The notions of appropriation, (re)writing and transmission translate on the surfaces of the modules and pieces that articulate the installation. The hand, gesture and contact in relation to the act of writing or reading (Braille), or even sign language, have been subjects of interest in the artist’s production for some time. Now, the transfer of matter or the random gestures and traces on various surfaces acquire a new reading in the context of the recent period of confinement.
These processes of transfer between surfaces are materialized in a series of modules or structures in wood, paper and black ink, which are perforated following the punctuation of the original text, acquiring value as autonomous semantic containers that can be arranged in space in multiple possible configurations, thus reflecting its own internal grammar.
They work halfway between lines of writing lines, a punched music sheets, blackboards, tables, or benches, and are punctuated and traversed by a white cotton rope that echoing knot-based proto-writing systems, introduces a new reading layer to the installation. One end dipped in a black ink container which will gradually impregnate it, the rope acts as a temporary record, reinforcing the idea of transmission and time folding on itself (or slowed down).

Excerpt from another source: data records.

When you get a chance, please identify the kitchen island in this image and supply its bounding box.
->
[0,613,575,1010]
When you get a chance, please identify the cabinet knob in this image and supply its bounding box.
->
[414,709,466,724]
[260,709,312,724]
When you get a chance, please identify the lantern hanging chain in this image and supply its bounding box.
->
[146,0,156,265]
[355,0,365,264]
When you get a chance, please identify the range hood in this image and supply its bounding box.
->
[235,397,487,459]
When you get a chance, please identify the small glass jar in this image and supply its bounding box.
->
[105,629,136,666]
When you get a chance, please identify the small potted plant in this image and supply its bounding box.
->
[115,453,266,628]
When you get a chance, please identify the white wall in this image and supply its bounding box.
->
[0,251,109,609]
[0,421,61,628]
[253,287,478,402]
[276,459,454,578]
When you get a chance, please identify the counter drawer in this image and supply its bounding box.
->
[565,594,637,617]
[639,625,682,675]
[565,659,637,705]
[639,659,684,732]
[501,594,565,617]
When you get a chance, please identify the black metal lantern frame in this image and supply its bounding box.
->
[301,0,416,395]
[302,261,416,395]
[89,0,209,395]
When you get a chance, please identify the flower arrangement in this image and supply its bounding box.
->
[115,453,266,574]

The installation is therefore activated and writes itself unpredictably during the duration of the exhibition.
The original text is also transcribed in two music boxes installed on the wall, which as interactive elements, invite the viewers to ‘play’ and ‘read’ the score in a rhythm and manner of their own, creating the possibility of a sound dialogue and of interference.
In this way, the project conceives communication as an always open and unfinished conversation, which requires our participation to make sense. Distance and rhythm (or the difference thereof) are linked in the Barthesian notion of ‘idiorrhythmy’, or as he defined it in ‘How to Live Together’, in a ‘socialism of distance’.